Pour juger de la valeur des méthodes universitaires et des résultats qu’elles produisent même sur l’élite des élèves, on ne saurait trop méditer la déposition suivante de M. Buquet, directeur de l’École Centrale, dont l’examen d’entrée est à peine inférieur à celui de l’École Polytechnique.

Nous sommes très préoccupés de constater parmi les jeunes gens qui nous arrivent de très bons sujets présentés par les professeurs de lycées comme étant des premiers de leur classe ayant obtenu des accessits de concours général, sachant admirablement l’analyse, qui couvrent un tableau de formules sans s’arrêter, mais ne sachant absolument pas, quand ils arrivent à la fin, ce qu’ils ont voulu faire et trouver. Ils ne comprennent rien sinon qu’ils ont résolu une équation.

Si, à des jeunes gens très forts qui emploient très bien les formules et l’analyse au tableau, on propose de mettre à la place de A des kilos et à la place de B des kilomètres, ils se dérobent : on ne trouve plus personne : ils ne comprennent plus.

De là cette opinion parmi eux : c’est que le professeur dont on ne comprend pas bien le cours est un grand homme ; on est dans ces idées-là.
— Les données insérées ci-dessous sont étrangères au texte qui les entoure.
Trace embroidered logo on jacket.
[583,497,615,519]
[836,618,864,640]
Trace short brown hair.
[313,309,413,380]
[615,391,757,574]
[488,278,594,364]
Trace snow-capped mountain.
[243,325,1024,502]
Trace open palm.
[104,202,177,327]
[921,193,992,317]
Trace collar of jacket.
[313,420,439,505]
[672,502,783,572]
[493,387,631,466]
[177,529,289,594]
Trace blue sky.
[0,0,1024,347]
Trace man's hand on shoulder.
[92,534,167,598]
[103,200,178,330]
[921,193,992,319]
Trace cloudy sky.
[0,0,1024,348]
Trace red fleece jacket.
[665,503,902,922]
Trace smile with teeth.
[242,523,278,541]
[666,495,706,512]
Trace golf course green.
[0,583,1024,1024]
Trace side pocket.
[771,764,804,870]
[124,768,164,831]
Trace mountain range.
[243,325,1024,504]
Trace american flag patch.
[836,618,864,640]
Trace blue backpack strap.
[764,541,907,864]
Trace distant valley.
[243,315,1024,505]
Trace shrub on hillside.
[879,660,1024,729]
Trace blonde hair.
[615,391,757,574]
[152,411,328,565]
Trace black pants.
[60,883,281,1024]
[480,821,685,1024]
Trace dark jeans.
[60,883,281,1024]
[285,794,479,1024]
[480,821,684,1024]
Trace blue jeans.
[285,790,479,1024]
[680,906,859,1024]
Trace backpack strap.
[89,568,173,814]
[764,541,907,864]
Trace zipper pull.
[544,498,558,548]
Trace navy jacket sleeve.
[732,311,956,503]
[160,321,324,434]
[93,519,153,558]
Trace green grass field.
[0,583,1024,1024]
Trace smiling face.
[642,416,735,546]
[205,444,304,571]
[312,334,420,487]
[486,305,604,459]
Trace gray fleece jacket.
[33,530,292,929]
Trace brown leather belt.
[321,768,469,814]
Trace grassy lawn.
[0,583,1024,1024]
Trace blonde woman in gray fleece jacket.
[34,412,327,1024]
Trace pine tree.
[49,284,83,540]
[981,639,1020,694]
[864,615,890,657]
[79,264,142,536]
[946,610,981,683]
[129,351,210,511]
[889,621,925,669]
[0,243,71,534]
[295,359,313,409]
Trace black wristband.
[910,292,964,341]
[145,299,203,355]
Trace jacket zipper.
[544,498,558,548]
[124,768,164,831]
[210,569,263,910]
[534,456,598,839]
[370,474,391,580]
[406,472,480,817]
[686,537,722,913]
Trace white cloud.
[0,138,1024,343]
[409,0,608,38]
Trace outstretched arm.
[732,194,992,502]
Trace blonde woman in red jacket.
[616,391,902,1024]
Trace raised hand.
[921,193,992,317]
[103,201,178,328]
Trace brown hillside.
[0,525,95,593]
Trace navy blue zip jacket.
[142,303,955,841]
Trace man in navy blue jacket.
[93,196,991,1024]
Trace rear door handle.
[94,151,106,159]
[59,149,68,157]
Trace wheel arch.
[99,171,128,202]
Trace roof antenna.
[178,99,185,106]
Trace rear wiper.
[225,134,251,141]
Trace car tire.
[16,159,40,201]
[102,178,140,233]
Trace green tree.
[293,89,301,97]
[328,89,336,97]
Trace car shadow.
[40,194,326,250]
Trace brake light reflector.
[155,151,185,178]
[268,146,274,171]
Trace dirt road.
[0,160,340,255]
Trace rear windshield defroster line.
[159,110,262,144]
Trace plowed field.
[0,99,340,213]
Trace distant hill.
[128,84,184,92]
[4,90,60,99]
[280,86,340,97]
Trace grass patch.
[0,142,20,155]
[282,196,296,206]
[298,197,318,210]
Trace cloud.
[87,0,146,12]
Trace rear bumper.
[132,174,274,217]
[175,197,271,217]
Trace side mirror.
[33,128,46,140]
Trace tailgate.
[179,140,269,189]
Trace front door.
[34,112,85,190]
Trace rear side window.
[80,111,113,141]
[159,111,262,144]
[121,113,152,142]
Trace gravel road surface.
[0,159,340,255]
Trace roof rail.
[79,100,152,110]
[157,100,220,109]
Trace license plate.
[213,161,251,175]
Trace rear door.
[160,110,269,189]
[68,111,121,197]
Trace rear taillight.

Moins on comprend ce qu’il indique, plus on croit qu’il est supérieur aux autres.

Tant qu’on reste dans des questions d’examen oral, les jeunes gens répondent bien. Si nous leur donnons une composition écrite, un problème comportant une application des sujets de cours, 75 % ne comprennent pas ce problème.

Il est vraiment déplorable de voir des jeunes gens de vingt ans arriver à l’École après avoir travaillé et être incapables de comprendre ce qu’ils ont cherché et voulu après plusieurs lignes de formules. Nous avons toutes les peines du monde à leur faire comprendre que les cours pratiques que nous leur faisons

  1. Enquête, t. II, p. 7. Beck, directeur de l’École Alsacienne.